PHOTO: John McLaughlan and Debbie Malthus own 317 Hardy St and will demolish the old building on the site as they could not give the house away. Photo: Martin de Ruyter/Stuff

It was free to a good home but a historic villa will now be demolished after no-one took up the opportunity to relocate it.

The house in Nelson, on New Zealand’s South Island will come down this week to make way for eight multimillion-dollar townhouses.

Property developer John McLaughlan said he listed the house at 317 Hardy St for free a few months ago. He had two people interested in it but “it had all been too difficult to move it”.

It was going to cost about $150,000 to move the building, “then you’ve got all the other costs on top of that”.

“You could be looking down the thick end of double that,” plus the cost of a property to put it on.

Much of the joinery, fittings, lead lighting and other items of value will be salvaged before demolition and sold. Photo: Martin de Ruyter/Stuff

“One lady did a lot of research on moving it, and she spent quite a lot of money,” but in the end, it wasn’t viable, he said.

McLaughlan said the building, which no longer looked like it did more than 100 years ago, had asbestos that was being removed this week.

It had been “messed around with inside” with rooms added and was “a bit of a rabbit warren”.

The house had been vacant for the past year but was previously mainly used as a commercial building for doctors.

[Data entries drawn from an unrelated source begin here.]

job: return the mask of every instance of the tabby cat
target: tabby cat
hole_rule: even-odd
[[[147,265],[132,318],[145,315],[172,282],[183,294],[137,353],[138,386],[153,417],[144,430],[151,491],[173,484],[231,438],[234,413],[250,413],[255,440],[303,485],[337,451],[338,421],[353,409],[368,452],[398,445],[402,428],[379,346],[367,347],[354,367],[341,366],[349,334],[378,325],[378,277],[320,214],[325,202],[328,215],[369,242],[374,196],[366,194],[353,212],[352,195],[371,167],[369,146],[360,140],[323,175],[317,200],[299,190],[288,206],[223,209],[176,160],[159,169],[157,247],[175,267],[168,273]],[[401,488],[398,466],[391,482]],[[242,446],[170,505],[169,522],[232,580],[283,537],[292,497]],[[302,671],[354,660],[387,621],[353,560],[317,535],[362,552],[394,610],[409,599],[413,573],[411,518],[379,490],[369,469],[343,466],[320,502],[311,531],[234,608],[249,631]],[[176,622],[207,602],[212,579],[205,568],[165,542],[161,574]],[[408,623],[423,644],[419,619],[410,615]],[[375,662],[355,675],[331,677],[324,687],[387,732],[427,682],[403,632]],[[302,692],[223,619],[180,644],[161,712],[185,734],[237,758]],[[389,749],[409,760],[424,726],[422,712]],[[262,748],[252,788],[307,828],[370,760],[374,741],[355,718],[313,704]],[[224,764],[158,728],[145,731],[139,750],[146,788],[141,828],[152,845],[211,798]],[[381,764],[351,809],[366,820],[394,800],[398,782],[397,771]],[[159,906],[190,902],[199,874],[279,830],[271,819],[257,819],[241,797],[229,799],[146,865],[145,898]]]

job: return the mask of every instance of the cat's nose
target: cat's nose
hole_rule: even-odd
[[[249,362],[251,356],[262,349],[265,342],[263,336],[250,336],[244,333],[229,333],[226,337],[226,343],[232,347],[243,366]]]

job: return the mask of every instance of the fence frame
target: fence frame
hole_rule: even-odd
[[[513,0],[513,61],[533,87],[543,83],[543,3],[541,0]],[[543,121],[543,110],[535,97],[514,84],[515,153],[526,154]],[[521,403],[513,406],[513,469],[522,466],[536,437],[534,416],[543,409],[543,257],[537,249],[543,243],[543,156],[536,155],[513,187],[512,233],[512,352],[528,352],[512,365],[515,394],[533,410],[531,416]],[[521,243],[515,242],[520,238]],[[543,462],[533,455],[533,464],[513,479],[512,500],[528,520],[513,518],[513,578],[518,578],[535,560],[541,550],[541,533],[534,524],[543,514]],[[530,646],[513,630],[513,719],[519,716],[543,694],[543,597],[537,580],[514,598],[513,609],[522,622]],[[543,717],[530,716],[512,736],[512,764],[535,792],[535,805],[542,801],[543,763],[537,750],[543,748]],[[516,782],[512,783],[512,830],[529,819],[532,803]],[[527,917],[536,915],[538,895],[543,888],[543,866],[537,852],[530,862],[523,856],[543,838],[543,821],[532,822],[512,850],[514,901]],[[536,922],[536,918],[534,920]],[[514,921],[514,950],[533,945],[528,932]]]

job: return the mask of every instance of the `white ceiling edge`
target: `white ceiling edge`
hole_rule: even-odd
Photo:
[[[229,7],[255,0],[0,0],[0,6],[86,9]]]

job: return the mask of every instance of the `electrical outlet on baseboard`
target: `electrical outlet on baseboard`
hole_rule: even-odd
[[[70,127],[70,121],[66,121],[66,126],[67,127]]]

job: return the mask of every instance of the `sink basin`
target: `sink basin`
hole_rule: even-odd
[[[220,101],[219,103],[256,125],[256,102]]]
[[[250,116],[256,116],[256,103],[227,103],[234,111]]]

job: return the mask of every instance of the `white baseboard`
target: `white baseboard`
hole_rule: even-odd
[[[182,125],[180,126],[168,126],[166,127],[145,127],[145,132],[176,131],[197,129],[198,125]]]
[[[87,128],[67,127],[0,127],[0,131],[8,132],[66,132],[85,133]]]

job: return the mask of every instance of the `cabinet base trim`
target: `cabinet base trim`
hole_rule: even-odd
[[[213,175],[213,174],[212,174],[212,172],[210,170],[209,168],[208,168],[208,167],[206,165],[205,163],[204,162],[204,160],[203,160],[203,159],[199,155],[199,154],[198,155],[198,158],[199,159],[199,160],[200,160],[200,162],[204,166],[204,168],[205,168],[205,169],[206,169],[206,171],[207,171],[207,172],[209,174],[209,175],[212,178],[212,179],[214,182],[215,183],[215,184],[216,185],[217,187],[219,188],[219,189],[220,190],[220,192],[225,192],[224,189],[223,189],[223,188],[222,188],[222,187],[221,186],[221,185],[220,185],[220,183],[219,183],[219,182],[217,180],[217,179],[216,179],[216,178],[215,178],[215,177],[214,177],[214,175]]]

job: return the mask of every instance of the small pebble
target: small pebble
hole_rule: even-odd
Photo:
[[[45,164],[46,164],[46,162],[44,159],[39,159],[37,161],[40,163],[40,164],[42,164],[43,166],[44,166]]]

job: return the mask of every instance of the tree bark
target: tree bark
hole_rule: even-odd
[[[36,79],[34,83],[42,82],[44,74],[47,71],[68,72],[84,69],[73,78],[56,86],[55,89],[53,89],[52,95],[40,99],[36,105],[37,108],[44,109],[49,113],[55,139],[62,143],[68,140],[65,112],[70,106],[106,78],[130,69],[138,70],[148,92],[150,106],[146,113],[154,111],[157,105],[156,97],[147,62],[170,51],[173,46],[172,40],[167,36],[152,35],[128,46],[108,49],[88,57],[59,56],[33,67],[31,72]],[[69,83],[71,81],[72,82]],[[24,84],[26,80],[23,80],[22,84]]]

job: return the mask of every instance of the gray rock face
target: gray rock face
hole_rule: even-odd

McLaughlan said he would have “loved to have seen someone lift it off and take it away”, but instead the old building would live on in its fittings and joinery being sold on Facebook Marketplace.

“What is valuable will be sold off before demolition to interested parties.”

He planned to put one of the chandeliers into the townhouse he and his partner, Debbie Malthus were moving into for “posterity”.